In some sports, the creation of beauty is the explicit aim of the athletes: skating, diving, synchronised swimming. These I have debarred. We are looking here for an incidental beauty, for sports in which beauty is both inescapable and inadvertent. Otherwise, it would be a battle between dressage and gymnastics for the top sport.
So I am only considering those sports in which the spectator is not presented with beauty – rather, he is beauty’s discoverer. The spectator participates in the aesthetic by finding a beauty that the athlete was never consciously seeking.
The setting is important, but not overly important. Thatched pavilions, aristocratic parks, the Henley riverside, the sailors’ sea, the golfers’ seashore, the French countryside on the Tour de France: all these have their points. But here, we must try to compare the sports themselves, not just where they take place.
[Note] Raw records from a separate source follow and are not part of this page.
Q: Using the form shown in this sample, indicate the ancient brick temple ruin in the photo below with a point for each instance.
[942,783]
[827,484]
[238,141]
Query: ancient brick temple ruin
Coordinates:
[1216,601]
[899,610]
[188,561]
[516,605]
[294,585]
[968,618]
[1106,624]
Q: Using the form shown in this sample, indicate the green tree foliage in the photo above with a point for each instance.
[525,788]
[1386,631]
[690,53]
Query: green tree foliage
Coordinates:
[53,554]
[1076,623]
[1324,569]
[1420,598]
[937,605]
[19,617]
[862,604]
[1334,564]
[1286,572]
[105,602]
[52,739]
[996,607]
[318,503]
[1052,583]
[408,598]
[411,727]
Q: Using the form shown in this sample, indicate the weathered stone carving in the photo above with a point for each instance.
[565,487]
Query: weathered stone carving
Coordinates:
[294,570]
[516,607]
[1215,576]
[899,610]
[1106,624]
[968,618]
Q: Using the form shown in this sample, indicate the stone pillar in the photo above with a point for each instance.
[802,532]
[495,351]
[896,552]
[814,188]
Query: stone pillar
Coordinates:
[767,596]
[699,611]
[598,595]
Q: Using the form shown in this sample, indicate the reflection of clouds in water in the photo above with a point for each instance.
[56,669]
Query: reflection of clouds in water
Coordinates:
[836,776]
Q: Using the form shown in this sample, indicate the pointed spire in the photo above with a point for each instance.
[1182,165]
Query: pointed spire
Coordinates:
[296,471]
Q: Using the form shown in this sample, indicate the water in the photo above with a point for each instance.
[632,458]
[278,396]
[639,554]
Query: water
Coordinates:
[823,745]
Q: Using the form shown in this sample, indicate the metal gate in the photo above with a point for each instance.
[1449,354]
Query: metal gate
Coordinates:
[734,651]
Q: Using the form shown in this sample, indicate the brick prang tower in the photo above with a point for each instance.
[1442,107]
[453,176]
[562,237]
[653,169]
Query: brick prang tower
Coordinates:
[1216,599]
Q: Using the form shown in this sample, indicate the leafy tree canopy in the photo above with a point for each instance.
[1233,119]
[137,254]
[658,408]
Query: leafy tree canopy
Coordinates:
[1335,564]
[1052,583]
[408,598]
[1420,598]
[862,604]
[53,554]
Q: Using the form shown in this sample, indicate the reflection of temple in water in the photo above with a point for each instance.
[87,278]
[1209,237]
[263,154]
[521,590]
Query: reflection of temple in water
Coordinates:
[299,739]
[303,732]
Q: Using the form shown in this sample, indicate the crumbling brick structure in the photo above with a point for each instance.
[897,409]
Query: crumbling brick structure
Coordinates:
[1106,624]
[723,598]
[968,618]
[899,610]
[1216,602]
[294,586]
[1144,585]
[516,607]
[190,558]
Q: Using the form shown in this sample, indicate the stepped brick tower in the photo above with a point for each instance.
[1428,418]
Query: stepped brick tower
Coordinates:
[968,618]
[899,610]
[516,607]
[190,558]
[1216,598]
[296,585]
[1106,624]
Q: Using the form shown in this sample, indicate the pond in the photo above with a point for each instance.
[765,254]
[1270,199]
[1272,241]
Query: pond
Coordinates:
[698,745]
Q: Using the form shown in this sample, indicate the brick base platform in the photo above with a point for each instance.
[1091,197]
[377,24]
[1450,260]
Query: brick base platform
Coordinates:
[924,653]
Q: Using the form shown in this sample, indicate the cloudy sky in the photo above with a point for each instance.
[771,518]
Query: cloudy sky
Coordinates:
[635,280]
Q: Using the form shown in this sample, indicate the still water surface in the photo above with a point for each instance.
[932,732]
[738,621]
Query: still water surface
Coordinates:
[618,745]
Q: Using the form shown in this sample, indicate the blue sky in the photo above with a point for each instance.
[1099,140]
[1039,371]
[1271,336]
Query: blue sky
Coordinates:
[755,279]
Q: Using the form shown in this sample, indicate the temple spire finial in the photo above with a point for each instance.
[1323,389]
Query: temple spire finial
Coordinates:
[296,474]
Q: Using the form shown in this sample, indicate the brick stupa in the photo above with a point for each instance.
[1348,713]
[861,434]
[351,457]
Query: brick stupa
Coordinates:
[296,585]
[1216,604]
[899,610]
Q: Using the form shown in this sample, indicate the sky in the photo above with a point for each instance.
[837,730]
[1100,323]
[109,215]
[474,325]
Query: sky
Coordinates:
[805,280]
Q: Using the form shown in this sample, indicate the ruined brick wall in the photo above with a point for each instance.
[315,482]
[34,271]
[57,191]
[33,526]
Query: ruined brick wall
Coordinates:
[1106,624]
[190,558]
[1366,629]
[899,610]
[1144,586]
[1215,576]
The beauty of the athlete, of the movements and the attitudes, and only after that, the context – that is how we must look for the real beauty in sport. And, armed with all this, here is my list, necessarily subjective, necessarily at odds with your own.
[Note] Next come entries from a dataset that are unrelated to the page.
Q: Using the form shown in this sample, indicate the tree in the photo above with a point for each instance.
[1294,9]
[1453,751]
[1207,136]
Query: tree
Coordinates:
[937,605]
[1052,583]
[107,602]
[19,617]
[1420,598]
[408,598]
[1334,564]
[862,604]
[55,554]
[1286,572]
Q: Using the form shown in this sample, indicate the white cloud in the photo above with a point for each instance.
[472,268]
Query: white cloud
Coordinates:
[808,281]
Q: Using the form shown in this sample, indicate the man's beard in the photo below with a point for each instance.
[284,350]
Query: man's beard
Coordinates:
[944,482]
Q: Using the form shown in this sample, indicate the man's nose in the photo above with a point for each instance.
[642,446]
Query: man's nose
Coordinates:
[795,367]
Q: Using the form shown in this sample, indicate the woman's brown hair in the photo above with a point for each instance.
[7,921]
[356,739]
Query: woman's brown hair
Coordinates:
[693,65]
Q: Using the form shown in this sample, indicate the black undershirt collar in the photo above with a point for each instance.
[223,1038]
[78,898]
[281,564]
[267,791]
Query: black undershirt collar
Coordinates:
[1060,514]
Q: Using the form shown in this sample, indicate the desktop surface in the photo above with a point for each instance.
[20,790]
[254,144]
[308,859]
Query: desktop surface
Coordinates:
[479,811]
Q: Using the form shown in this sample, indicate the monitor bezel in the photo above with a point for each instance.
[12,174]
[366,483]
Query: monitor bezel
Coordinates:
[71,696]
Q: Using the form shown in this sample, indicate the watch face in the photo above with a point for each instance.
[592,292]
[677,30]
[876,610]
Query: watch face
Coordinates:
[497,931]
10 Football scrapes into the top ten; because football is not often a beautiful game. When beauty does strike, it is frequently as swift and as devastating as lightning, leaving the observer gasping, the more beautiful for its rarity. But football’s beauty is intermittent and unreliable (which is, if you like, the beauty of the game).
9 There is a hypnotic beauty about fencing: classically opposed figures in white, the ancient weapons with which they fight, the light dancing as they assess each other behind masks that render every fencer faceless, every athlete an eternal abstract figure representing combat, fear, ambition. The quite impenetrable speed of the engagements only adds to their beauty.
8 The racing greyhound is a creature of startling beauty. I have known several, all of them the gentlest of dogs in private life. Racing dogs have both the homeliness of domestic dogs and the remoteness of high-performance athletes. The movement, particularly of the hurdlers, is as sublime a thing as any sport has ever produced.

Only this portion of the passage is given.